The county Public Safety Communications Commission on Friday agreed to distribute a proposed interlocal agreement to municipal officials.
The agreement estimates telephone and radio communications hardware will cost about $36.2 million.
The agreement also would ask municipalities to shift property taxes currently obligated to city and town 911 police and fire budgets to a consolidated county E-911 service.
Nicole Bennett, the lawyer for the E-911 consolidation, said figures included in the agreement are only estimates, and Lake County elected officials are asked to review the document and provide their opinions.
The commission also discussed St. John's proposal to have two operating E-911 emergency centers in Lake County.
St. John Town Manager Steven Kil told officials St. John has received two legal opinions that there can be two operating E-911 emergency centers in Lake County, and it would not be mandatory for municipalities to transfer their entire property tax levy earmarked for city and town 911 budgets.

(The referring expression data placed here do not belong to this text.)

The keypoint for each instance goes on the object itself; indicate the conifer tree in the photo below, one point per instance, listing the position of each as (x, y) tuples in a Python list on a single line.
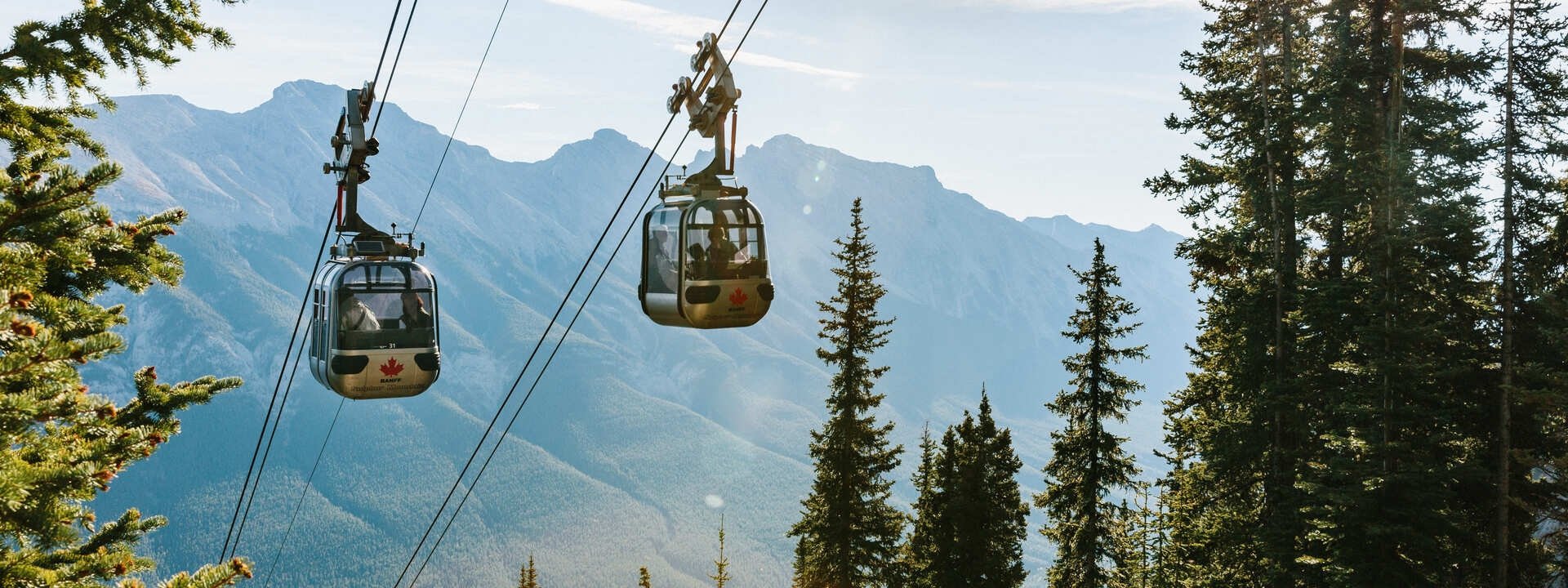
[(1532, 148), (969, 516), (1087, 460), (722, 565), (918, 554), (1245, 196), (987, 509), (849, 532), (529, 576), (59, 252)]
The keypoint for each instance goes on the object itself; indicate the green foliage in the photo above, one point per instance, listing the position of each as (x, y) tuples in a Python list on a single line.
[(65, 60), (722, 565), (1338, 429), (59, 252), (1530, 149), (969, 521), (1087, 460), (849, 532), (529, 576)]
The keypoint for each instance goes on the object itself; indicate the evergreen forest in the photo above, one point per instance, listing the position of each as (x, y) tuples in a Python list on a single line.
[(1377, 394)]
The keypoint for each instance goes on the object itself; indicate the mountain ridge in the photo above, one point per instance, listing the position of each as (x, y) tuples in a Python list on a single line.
[(634, 425)]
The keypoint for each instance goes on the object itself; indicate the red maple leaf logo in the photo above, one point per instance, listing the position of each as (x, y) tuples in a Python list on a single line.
[(391, 368)]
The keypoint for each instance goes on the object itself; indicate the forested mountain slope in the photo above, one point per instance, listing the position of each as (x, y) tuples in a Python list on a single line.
[(637, 430)]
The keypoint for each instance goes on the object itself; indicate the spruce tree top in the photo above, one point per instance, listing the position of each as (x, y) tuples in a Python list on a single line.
[(59, 252)]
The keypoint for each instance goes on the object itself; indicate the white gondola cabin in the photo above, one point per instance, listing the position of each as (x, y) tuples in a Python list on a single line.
[(705, 264), (375, 328)]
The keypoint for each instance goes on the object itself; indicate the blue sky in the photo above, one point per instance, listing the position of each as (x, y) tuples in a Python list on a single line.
[(1034, 107)]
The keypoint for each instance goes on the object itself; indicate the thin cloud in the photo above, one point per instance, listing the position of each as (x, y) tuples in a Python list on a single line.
[(795, 66), (647, 18), (1076, 5), (844, 78)]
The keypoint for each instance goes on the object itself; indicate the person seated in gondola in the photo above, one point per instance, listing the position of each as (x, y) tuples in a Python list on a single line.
[(354, 315), (698, 262), (414, 314), (720, 252)]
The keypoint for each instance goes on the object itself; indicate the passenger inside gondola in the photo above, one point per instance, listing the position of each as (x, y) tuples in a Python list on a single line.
[(661, 261), (354, 314), (414, 314), (720, 253)]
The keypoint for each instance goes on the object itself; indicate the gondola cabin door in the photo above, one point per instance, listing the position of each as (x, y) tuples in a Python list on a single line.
[(375, 328)]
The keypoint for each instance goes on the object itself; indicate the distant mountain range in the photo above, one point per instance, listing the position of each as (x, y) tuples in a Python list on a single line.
[(639, 434)]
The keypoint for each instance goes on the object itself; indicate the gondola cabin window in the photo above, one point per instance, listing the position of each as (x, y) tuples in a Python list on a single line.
[(724, 242), (383, 306), (664, 250)]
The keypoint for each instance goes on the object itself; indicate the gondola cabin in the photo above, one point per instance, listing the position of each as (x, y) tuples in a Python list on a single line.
[(705, 264), (375, 328)]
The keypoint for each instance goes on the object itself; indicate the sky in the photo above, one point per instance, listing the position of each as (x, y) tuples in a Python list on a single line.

Sheriff John Buncich is concerned the new plan could further delay efforts for a consolidated E-911 network in Lake County.
He said the county has been examining the consolidation since 2008, and "we're looking like a bunch of idiots" if officials haven't achieved it by the 2014 deadline.

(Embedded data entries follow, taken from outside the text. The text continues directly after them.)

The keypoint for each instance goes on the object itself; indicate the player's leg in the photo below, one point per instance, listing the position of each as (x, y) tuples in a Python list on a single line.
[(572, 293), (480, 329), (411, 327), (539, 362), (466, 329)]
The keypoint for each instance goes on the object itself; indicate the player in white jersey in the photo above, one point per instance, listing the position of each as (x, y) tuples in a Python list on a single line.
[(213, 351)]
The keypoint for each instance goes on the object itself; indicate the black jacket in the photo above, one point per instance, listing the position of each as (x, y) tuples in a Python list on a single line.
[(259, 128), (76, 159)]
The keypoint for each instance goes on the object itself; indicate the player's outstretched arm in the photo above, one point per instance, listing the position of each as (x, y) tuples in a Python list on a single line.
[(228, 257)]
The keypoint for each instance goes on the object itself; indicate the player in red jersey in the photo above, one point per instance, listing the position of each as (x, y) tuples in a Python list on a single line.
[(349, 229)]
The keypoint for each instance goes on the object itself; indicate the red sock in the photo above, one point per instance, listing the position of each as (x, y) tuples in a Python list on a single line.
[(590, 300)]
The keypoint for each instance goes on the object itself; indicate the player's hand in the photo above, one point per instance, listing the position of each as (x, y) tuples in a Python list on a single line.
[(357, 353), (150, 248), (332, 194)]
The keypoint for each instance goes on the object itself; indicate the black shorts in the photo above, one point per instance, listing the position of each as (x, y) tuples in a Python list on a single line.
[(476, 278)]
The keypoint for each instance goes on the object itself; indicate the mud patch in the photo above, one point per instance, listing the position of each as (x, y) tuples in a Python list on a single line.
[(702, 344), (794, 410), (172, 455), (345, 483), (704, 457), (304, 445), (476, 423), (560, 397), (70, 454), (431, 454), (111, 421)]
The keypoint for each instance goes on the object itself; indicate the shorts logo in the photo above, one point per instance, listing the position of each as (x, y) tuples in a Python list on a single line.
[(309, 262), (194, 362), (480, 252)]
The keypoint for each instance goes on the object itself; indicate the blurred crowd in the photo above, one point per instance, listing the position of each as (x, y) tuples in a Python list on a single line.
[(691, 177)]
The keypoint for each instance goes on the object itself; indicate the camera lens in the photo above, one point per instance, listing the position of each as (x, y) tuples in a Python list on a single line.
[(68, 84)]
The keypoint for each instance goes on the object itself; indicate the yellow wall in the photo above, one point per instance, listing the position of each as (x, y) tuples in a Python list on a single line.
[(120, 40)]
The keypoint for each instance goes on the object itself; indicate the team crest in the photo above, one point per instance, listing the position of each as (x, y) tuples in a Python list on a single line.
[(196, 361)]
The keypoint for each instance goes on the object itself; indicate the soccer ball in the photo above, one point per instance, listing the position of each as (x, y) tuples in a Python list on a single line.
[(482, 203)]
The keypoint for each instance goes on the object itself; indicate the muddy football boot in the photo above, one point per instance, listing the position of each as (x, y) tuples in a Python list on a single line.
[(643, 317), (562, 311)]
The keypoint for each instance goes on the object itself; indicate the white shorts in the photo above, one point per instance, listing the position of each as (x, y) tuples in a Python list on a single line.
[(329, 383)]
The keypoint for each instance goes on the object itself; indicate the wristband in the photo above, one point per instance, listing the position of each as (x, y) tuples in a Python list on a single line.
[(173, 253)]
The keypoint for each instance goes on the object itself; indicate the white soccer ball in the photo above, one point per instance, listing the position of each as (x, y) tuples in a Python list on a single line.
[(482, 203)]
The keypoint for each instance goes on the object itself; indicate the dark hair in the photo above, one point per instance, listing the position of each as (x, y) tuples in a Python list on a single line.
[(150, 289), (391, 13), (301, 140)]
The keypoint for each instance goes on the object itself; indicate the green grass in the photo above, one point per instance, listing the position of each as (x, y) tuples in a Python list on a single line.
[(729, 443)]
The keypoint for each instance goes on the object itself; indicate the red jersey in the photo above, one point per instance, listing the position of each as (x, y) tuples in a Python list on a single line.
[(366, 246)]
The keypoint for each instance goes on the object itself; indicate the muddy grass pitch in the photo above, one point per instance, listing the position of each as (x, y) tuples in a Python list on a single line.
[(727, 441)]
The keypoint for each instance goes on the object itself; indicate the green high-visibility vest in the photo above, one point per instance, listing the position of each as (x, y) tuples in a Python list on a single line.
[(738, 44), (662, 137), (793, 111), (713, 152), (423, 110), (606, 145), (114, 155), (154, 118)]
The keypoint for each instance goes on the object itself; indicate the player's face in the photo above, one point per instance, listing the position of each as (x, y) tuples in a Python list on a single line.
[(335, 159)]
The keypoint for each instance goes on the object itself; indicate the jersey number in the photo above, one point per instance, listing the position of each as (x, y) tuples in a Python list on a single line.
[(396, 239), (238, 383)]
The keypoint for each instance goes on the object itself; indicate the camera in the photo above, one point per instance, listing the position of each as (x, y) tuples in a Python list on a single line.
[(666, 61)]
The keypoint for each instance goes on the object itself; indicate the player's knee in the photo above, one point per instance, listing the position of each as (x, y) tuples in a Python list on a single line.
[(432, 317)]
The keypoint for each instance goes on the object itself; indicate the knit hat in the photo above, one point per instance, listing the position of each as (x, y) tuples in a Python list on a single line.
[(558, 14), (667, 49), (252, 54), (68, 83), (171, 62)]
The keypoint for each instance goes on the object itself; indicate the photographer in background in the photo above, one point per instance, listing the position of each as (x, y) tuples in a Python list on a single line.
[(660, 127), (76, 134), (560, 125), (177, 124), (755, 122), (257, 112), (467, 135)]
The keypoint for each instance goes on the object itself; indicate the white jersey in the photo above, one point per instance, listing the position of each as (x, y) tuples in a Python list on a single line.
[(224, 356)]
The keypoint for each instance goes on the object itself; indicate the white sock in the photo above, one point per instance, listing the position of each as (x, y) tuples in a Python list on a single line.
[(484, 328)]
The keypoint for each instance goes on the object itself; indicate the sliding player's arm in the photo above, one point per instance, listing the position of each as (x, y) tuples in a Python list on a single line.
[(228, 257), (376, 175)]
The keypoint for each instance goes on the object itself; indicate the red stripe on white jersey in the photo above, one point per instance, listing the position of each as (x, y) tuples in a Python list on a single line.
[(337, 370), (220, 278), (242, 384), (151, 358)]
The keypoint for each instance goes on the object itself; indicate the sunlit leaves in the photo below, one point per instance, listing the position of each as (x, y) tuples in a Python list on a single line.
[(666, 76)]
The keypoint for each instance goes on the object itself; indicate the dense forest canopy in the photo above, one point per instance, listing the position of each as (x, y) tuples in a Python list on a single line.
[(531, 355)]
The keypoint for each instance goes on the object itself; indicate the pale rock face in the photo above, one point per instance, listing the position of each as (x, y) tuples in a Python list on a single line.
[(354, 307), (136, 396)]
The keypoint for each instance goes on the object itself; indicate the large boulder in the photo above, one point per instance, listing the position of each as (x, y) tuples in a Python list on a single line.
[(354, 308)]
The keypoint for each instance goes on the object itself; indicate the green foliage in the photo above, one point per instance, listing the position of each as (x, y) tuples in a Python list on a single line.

St. John's plan would create two separate public safety answering points, or PSAP, in north and south Lake County.
One PSAP would include Cedar Lake, Crown Point, Dyer, Griffith, Highland, Lowell, Munster, Schererville, St. John and county police who cover rural south county. The north county PSAP would incorporate East Chicago, Gary, Hammond, Hobart, Lake Station, Merrillville, New Chicago and Whiting.

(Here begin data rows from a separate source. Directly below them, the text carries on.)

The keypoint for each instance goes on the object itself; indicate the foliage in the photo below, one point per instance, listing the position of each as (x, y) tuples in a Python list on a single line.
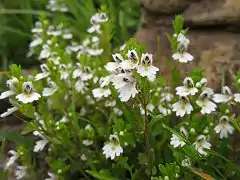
[(92, 117)]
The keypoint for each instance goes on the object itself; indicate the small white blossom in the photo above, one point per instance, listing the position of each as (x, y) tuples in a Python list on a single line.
[(125, 84), (186, 163), (182, 57), (225, 97), (11, 84), (87, 142), (94, 28), (101, 92), (224, 128), (49, 91), (132, 61), (207, 106), (177, 141), (237, 97), (83, 157), (182, 107), (146, 69), (40, 144), (12, 159), (79, 86), (164, 110), (187, 88), (112, 66), (9, 111), (45, 52), (21, 172), (28, 94), (112, 148), (45, 72), (166, 95), (201, 144), (86, 74), (51, 176)]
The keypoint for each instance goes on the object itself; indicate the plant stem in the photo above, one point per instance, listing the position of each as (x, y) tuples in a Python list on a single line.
[(146, 129)]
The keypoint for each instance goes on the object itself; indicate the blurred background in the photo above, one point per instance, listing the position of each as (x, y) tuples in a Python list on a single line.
[(17, 18)]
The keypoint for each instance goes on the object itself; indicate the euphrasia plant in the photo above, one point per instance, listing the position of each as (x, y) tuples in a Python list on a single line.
[(103, 115)]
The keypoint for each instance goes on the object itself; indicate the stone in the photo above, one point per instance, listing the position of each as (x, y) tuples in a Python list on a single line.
[(213, 33)]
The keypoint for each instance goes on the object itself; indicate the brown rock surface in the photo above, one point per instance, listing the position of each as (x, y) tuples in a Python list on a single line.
[(214, 34)]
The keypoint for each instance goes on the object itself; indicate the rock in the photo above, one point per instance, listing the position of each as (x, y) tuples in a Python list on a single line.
[(167, 7), (214, 36)]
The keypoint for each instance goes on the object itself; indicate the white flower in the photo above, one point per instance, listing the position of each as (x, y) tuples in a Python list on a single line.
[(51, 176), (166, 95), (201, 144), (163, 110), (182, 107), (133, 61), (101, 92), (112, 148), (45, 53), (225, 97), (237, 97), (38, 27), (77, 72), (125, 84), (112, 66), (28, 94), (87, 74), (150, 107), (67, 34), (21, 172), (117, 111), (11, 84), (183, 40), (83, 157), (94, 28), (186, 162), (146, 69), (49, 91), (177, 141), (63, 120), (224, 128), (87, 142), (95, 52), (9, 111), (99, 18), (40, 144), (110, 103), (88, 127), (206, 105), (45, 72), (187, 88), (12, 159), (79, 86), (36, 41), (182, 57), (63, 70)]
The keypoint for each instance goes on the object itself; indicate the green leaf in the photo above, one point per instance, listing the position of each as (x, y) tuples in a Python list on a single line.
[(102, 175), (15, 70), (17, 138), (170, 170), (176, 77)]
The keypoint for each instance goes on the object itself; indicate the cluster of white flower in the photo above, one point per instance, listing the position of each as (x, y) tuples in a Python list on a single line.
[(183, 106), (121, 72), (112, 148), (57, 6), (96, 20), (182, 46)]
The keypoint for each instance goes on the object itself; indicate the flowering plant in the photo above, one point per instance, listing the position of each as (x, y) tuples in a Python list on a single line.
[(103, 115)]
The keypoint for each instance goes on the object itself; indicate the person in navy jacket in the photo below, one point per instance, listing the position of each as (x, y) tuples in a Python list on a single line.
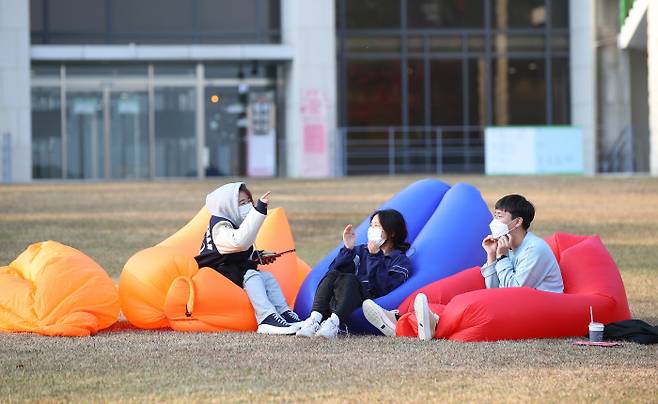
[(360, 272)]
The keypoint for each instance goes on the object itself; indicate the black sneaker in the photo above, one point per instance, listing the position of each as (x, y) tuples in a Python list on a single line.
[(275, 324), (291, 317)]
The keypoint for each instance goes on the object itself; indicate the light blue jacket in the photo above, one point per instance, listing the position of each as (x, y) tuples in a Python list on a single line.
[(531, 264)]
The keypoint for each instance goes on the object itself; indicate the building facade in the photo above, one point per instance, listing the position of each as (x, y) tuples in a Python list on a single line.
[(119, 89)]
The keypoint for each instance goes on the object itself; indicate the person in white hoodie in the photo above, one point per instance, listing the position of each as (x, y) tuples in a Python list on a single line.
[(228, 248)]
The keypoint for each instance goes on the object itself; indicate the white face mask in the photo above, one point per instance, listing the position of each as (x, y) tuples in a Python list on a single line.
[(498, 229), (245, 209), (375, 235)]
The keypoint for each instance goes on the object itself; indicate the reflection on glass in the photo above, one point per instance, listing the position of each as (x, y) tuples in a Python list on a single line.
[(46, 133), (519, 13), (129, 135), (85, 140), (175, 132)]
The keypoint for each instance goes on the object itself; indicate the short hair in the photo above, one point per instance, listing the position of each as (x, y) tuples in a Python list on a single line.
[(517, 206)]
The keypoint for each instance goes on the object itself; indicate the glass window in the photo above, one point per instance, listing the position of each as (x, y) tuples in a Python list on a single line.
[(36, 15), (246, 16), (560, 13), (85, 146), (416, 100), (518, 14), (164, 16), (374, 93), (446, 92), (372, 14), (519, 91), (477, 107), (560, 43), (178, 70), (46, 133), (175, 132), (560, 88), (129, 149), (77, 16), (445, 13), (106, 70), (372, 44), (504, 43)]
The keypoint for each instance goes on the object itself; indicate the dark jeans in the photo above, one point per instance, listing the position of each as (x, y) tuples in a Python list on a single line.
[(340, 293)]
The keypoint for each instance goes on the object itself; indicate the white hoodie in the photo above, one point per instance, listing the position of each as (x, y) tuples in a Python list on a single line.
[(223, 202)]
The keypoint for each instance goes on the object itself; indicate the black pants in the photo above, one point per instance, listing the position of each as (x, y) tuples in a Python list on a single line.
[(340, 293)]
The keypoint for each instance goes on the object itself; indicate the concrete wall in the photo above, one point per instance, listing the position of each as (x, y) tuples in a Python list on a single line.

St. John Town Council President Mike Forbes said municipalities designated in the south county PSAP were selected by geography and because they are "like communities."
At one point during Friday's meeting, Buncich called for a poll of the south communities represented at the meeting to indicate if they support the St. John plan, but he later withdrew his request.
Schererville Police Chief David Dowling said it would have been premature to make a decision about the plan.
He agrees the commission must move forward with plans to consolidate E-911 services but said there could be aspects of St. John's proposal that could be incorporated into those efforts.